Wednesday, September 21, 2011

School Choice: A Bittersweet Dilemma

Having worked in Title 1 (low-income population) schools all but 2 years of my teaching career, I've seen first hand amazing teachers move to other schools to leave the stress of the abused test scores, the anguish of loosing sleep night after night trying to solve a problem for a child that isn't even school related. I've seen classrooms inspected to make sure the right posters for the reading program are up on the walls. I've seen teachers have to parent first before they can teach. I've seen them stripped of the autonomy and tools that work for their students because the school isn't making AYP. I've seen phenomenal teachers quit teaching all together because they can't handle the feeling of never being able to do enough. I've seen schools where the Parent Teacher Association was only comprised of the teachers. I've seen schools have test week pep rallies to "promote" success on the assessments only to add more weight and stress on the students. I've seen canned reading programs where sixth graders never open a real novel, schools trying so hard to scramble to meet the "mark" in SBAs that they don't teach social studies or science. I've seen and been responsible for students test scores who have been in 4 or 5 different schools before my classroom. I've seen students who have only been in English speaking schools for 3 years forced to take the same test as the rest of the kids and held accountable for it. I've seen kids withheld services because the SPED department is the category "bringing the school" down from making AYP. I've seen gifted students held from gifted schools because they lifted the test score average of a school. When I started teaching and NCLB was being put in place I thought these were just dooms day predictions conjured up by those at the extremes. Today it is pure reality.

While people often blame the left for being bleeding hearts and the right for corporate ambition, the bottom line is if you believe in the American Dream, if you believe in Capitalism and the idea that if you work hard your reap the benefits... then the education for ALL students should be equal. Education however is not a capitalist's market. The economic growth model that NCLB is based on does not fit, with all the variables that exist in this realm. The irony is that if you want Capitalism to work you need a little socialism. Like a good education you can't be taught in only one way to have a comprehensive understanding with which to go out and be fully successful in the world. If you are only taught reading through phonics you miss the meaning. There's a balance. We need to find it.

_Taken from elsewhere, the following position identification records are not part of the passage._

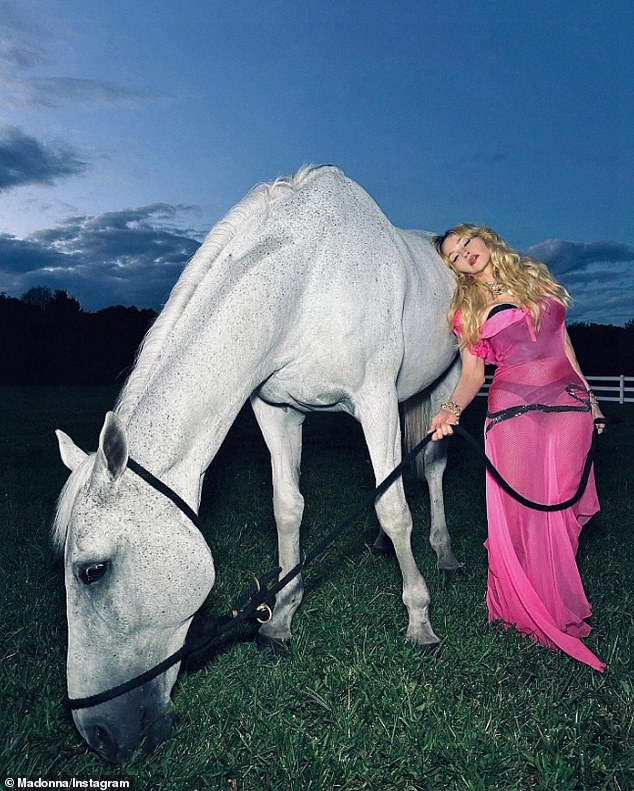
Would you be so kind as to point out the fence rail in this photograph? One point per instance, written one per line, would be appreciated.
(606, 388)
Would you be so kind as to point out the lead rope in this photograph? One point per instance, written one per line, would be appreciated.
(256, 602)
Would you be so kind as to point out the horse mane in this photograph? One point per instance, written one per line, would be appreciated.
(76, 481)
(255, 204)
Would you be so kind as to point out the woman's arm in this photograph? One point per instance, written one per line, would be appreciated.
(468, 386)
(594, 404)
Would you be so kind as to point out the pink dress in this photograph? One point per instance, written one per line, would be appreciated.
(533, 580)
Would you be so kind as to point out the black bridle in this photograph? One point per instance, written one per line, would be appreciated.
(256, 602)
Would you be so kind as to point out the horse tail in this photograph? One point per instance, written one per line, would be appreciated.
(417, 411)
(416, 416)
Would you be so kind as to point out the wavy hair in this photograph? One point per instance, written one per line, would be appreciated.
(528, 281)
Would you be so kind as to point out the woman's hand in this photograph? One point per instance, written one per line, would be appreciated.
(441, 424)
(597, 414)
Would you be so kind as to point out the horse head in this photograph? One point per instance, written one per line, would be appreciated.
(136, 571)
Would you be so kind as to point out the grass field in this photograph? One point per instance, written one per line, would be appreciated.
(352, 706)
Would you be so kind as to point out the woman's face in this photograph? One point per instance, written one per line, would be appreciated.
(468, 256)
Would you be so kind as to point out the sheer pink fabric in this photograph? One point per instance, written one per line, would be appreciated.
(533, 580)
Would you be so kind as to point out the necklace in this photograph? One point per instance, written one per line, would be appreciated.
(497, 289)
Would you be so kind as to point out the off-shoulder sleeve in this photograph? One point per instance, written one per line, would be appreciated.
(480, 349)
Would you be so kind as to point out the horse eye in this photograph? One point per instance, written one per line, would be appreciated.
(93, 573)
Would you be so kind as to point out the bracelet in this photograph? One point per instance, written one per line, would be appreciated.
(451, 406)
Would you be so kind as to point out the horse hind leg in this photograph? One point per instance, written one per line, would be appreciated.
(282, 431)
(380, 421)
(431, 463)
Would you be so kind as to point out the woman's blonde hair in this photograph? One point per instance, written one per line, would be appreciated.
(528, 281)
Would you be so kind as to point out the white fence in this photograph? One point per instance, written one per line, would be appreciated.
(606, 388)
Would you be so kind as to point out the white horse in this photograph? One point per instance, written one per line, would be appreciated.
(303, 298)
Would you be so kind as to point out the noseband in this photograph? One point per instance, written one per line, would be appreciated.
(256, 603)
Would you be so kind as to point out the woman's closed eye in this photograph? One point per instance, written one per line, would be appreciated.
(454, 256)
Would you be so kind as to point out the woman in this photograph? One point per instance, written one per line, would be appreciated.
(510, 312)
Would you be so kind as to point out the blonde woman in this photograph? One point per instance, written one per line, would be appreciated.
(510, 312)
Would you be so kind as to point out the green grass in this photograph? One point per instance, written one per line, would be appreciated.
(352, 706)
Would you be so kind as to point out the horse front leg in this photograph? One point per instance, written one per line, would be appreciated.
(380, 421)
(282, 431)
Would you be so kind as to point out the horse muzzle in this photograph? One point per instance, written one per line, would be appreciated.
(115, 730)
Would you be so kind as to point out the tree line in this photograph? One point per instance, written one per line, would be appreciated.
(48, 339)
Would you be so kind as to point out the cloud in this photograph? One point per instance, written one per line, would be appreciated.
(25, 50)
(599, 276)
(563, 257)
(25, 160)
(52, 91)
(134, 257)
(130, 257)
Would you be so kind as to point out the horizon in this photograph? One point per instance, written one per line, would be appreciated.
(113, 169)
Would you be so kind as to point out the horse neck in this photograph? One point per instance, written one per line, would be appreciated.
(176, 426)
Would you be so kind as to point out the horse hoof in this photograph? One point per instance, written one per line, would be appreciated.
(429, 649)
(271, 645)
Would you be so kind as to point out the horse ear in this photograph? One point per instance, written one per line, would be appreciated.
(72, 456)
(112, 456)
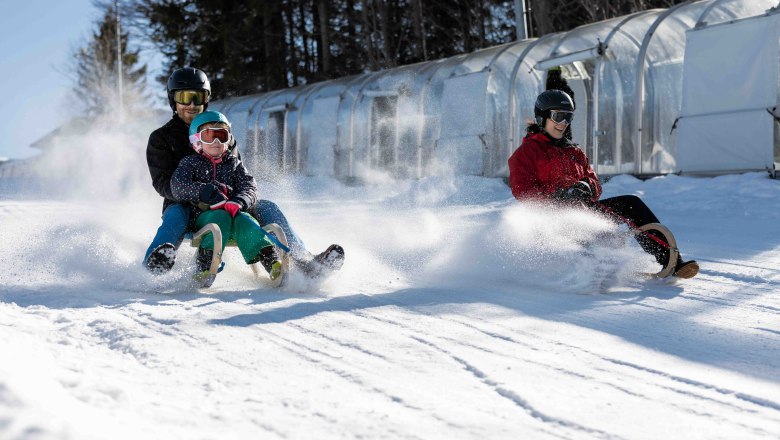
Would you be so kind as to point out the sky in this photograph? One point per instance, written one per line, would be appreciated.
(38, 38)
(481, 318)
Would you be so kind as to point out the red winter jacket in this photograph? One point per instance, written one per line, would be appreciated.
(538, 168)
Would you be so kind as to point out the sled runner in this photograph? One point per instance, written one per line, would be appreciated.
(273, 232)
(671, 243)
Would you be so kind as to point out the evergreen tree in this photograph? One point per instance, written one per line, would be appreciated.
(95, 70)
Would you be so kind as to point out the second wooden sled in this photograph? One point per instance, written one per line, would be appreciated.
(273, 232)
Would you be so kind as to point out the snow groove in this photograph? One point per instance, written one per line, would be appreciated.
(515, 398)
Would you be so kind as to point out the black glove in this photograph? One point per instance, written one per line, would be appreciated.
(579, 192)
(227, 190)
(211, 197)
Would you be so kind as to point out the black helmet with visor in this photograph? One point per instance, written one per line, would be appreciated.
(188, 85)
(554, 104)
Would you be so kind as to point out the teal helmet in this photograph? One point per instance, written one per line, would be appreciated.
(205, 118)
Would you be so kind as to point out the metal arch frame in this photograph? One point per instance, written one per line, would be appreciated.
(358, 95)
(434, 67)
(360, 80)
(596, 88)
(640, 82)
(256, 119)
(514, 133)
(437, 67)
(705, 12)
(299, 119)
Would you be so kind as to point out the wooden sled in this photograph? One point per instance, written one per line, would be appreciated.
(674, 252)
(274, 233)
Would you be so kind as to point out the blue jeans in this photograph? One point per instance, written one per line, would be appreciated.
(176, 218)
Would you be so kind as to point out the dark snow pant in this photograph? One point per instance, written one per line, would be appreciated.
(633, 211)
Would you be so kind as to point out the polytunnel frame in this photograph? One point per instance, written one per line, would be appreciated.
(255, 119)
(299, 121)
(514, 132)
(640, 80)
(358, 96)
(488, 67)
(450, 63)
(433, 67)
(596, 88)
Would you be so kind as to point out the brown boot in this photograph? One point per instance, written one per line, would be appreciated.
(686, 269)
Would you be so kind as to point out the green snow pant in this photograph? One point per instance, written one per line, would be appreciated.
(244, 230)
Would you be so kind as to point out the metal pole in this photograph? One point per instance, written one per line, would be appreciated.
(119, 61)
(521, 20)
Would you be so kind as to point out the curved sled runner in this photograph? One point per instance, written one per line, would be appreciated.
(273, 232)
(674, 252)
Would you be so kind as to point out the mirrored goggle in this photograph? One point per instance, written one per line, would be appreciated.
(561, 116)
(185, 97)
(211, 135)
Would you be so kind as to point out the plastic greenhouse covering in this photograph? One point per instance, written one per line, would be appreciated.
(659, 91)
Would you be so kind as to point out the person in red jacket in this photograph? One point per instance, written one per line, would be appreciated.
(548, 167)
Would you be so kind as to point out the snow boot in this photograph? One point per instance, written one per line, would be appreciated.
(203, 265)
(686, 269)
(326, 262)
(270, 261)
(161, 259)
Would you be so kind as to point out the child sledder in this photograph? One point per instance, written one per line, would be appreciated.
(548, 167)
(219, 191)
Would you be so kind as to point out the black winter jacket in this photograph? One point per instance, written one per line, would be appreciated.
(196, 171)
(167, 146)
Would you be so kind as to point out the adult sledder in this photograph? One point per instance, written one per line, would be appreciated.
(189, 92)
(549, 167)
(219, 191)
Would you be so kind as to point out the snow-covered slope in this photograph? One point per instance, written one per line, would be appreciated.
(459, 314)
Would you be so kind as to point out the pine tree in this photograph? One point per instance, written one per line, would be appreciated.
(95, 70)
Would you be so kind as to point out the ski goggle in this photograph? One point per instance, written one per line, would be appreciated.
(561, 116)
(185, 97)
(210, 135)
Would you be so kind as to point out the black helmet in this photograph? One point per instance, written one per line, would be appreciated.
(188, 78)
(551, 100)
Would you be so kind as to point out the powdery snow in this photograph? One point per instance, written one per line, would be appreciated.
(459, 314)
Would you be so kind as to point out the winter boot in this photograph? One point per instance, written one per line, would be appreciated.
(161, 259)
(203, 266)
(686, 269)
(330, 260)
(270, 261)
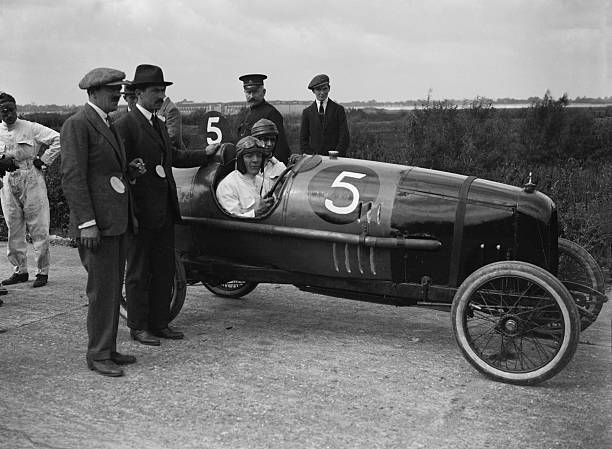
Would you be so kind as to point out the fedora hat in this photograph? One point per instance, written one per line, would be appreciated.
(149, 75)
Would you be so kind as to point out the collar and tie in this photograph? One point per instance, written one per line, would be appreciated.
(155, 123)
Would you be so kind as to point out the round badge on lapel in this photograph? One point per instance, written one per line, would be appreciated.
(160, 171)
(117, 184)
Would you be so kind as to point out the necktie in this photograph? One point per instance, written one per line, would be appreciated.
(156, 126)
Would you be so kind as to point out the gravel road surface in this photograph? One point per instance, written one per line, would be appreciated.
(279, 369)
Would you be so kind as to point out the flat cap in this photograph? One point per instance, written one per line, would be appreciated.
(318, 80)
(102, 76)
(6, 98)
(128, 88)
(263, 127)
(253, 79)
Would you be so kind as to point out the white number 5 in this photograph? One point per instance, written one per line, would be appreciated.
(343, 210)
(213, 129)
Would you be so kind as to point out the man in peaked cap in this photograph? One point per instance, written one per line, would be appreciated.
(24, 192)
(258, 108)
(150, 258)
(323, 127)
(96, 181)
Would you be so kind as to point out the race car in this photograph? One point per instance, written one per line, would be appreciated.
(487, 252)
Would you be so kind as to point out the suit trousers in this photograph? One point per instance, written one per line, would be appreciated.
(150, 277)
(105, 270)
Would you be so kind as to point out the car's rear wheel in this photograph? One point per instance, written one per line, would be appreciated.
(179, 291)
(515, 322)
(576, 265)
(231, 289)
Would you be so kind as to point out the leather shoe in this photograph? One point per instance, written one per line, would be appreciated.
(168, 333)
(16, 278)
(41, 279)
(144, 337)
(122, 359)
(105, 367)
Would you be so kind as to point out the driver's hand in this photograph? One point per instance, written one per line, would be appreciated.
(212, 149)
(294, 158)
(262, 205)
(7, 163)
(90, 237)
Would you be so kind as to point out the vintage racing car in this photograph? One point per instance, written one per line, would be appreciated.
(488, 252)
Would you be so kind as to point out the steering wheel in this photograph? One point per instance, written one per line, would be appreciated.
(277, 182)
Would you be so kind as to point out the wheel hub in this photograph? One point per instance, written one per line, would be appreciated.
(509, 326)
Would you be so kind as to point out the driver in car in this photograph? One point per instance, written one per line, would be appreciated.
(241, 192)
(266, 131)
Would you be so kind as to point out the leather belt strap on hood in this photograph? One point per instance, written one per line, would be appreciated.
(458, 232)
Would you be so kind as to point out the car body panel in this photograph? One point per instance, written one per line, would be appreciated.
(345, 218)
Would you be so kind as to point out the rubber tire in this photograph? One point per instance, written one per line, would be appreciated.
(590, 269)
(179, 291)
(234, 292)
(539, 277)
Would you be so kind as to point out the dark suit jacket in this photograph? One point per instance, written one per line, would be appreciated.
(154, 197)
(249, 116)
(174, 123)
(332, 134)
(91, 155)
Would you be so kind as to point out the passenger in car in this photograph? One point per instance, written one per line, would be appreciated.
(241, 192)
(266, 131)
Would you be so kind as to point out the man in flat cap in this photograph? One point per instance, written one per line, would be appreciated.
(96, 180)
(150, 259)
(24, 193)
(324, 127)
(258, 108)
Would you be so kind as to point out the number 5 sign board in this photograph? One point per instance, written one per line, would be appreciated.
(216, 127)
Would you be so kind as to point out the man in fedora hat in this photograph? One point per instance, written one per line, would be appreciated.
(171, 116)
(96, 182)
(150, 258)
(324, 127)
(258, 108)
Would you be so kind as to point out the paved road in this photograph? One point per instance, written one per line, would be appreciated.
(282, 369)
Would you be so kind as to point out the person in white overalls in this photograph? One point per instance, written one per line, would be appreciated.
(24, 193)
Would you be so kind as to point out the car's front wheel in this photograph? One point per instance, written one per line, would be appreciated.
(515, 322)
(230, 289)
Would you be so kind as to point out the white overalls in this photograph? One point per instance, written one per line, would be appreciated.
(24, 193)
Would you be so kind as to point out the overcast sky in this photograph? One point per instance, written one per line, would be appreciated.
(388, 50)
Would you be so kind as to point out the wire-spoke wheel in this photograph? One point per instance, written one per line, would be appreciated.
(577, 266)
(179, 291)
(515, 322)
(231, 289)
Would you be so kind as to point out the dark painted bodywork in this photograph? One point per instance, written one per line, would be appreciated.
(366, 230)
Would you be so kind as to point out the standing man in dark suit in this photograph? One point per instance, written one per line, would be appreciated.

Charter Schools is a hot topic in Congress today, as is the voucher system. A love/hate relationship is what I have with Charter schools. Here are some of the pros and cons about the system as it exists today:

Charter School Cons:
  • On one hand they are seen as public funded private schools for the students of typically educated, and usually middle-class families and up. 
  • Very few charter schools cater to underpriveledged populations. 
  • Usually they require parents provide transportation, or students to take the city bus as opposed to the school bus (kind of an imposing idea for a kindergartner). 
  • Another stipulation that many charter schools have is mandatory parent involvement. This sounds great but rather difficult for parents who work 2 jobs each and may not speak English. 
  • Simply knowing these charter schools and choices exist is an obstacle for many parents. School districts don't tend to want to divert students away from their neighborhood schools for fear of the added costs.
Charter School Pros:
  • Parent Choice
  • Ability to choose the right program for your child's learning style and family's belief system.
  • Fostering innovative thinking in teaching staff
  • Providing testing grounds for best practices
The Voucher Option - is a hot topic as well. This is where the government provides financial assistance for parents to send their children to private, non-government schools. All of the same pros and cons that deal with charter schools apply here.
    My personal dilema - already the toddler parents I see on a regular basis are starting to chatter (our kids don't even start preschool until next year) about where they want their kids to go. They are packing up their houses and moving to neighborhoods with better schools, they are sharing info they've heard about charter schools. The anxiety over getting their kid in through the lottery system is already giving them goosebumps. I want my kid to go to my neighborhood school, even though it is a Title 1 school, serving both my neighborhood and the trailer park near by. I want my child to understand diversity in not just race, but economic status. I grew up a "poor" kid in a wealthy ocean side New England town. BUT I want choice too. I don't want him to be taught through the canned Houghton Mifflin Reading Program the district mandates teachers in Title 1 schools teach with "fidelity." I want to know that there are great teachers that come back to the same school every year and that it isn't just a constantly new crop of rookies because once the teachers get their foot into the district they move on from that school. I want my child to be part of a school with a clear and vibrant vision.